Look, I don't want a child to burn to death, and I'm sure the parent is devastated at this, but dare I ask--has the parent ever heard of whipping a child's butt if they get into things not theirs? There is this little thing called "respect for property," and the children have to be taught it and expected to live it daily.
My mother surely didn't have this problem, and she didn't do everything right (what parent does?) but this concept was not a problem for her. She used to keep a rifle & shotgun in her bedroom closet, at FLOOR level, unlocked, merely concealed by her clothes. She even showed me where they were, and she also told me another thing--touch those things, and I'll whip your butt to pieces.
Without the benefit of any locks or CPS (Child Protective Services) intervention, we never had a gun accident, because I did not dare touch them. My mother's presence and intimating presence was all that was needed.

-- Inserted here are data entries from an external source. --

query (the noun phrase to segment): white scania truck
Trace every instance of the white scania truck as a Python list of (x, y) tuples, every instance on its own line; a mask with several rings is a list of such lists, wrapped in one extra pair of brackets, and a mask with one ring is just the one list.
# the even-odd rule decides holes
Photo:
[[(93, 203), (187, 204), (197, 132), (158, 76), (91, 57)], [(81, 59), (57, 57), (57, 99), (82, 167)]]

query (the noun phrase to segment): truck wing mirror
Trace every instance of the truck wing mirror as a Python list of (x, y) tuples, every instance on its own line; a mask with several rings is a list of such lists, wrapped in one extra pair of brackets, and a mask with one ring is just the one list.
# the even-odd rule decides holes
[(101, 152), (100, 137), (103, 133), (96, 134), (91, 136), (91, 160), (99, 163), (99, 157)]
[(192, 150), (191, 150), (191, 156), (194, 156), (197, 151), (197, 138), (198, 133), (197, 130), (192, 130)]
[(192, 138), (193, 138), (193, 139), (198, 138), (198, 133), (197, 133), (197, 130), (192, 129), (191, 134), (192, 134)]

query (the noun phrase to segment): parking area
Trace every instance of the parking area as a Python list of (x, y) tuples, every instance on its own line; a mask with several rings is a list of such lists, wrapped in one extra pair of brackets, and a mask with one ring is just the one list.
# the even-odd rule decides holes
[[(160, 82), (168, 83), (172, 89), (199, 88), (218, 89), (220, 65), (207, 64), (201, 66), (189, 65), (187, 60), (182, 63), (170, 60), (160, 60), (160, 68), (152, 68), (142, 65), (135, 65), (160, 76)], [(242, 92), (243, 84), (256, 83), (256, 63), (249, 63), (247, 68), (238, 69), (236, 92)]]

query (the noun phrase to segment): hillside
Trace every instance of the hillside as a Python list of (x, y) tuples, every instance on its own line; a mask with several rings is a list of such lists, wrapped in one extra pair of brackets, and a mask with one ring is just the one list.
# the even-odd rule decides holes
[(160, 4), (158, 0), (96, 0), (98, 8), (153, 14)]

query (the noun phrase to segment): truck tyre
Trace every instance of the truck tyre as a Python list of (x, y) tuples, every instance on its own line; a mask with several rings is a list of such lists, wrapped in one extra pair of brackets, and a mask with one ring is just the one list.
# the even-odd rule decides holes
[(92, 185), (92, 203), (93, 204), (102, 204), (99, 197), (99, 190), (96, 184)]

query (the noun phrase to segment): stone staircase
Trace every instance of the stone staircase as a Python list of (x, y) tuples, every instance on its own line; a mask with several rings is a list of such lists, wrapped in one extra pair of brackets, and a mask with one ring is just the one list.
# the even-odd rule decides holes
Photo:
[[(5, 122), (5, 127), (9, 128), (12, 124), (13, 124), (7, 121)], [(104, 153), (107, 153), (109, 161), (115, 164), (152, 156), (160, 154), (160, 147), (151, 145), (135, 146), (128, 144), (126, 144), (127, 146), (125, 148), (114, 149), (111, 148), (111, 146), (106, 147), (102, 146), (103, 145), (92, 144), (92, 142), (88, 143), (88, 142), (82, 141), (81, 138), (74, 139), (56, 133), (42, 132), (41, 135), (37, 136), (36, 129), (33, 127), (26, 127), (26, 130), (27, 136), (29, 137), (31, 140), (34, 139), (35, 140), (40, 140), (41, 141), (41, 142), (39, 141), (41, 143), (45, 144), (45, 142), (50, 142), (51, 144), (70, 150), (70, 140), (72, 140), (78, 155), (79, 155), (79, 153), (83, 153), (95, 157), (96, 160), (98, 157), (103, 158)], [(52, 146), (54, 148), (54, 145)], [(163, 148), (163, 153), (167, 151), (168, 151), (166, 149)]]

I love our 2 year old daughter Helen to bits, but she knows the routine--play with your toys, and leave mine alone. I don't tuck every last granule of belongings away where she can't get to it (other than obvious things like chemicals and razor blades). In fact, I make a POINT of leaving such things where she CAN get to them, yet communicating to her in no uncertain terms--you had better not touch it. Violate that rule, and it's not going to be fun for the next 3 minutes for you. (And yes, the EMPTY gasoline cans are in the house, and are among the "don't touch it or else" items.)
We have nieces/nephews who come over periodically, they think of me as the "crazy goofy Uncle," but they also know that, unlike the way things are with the persons (my in-laws) who normally watch them, they had better not go poking around into our things without asking. At the in-law's house they help themselves to the refrigerators and tools like it's a playground. Here, they ask, they know if they don't I know where the flyswatters and the switches are, and I WILL use them.
If more people would do that, we wouldn't have a need for these stupid goofy gas cans, and create an irritating inconvenience for adults trying to live life without a bunch of nagging hassles.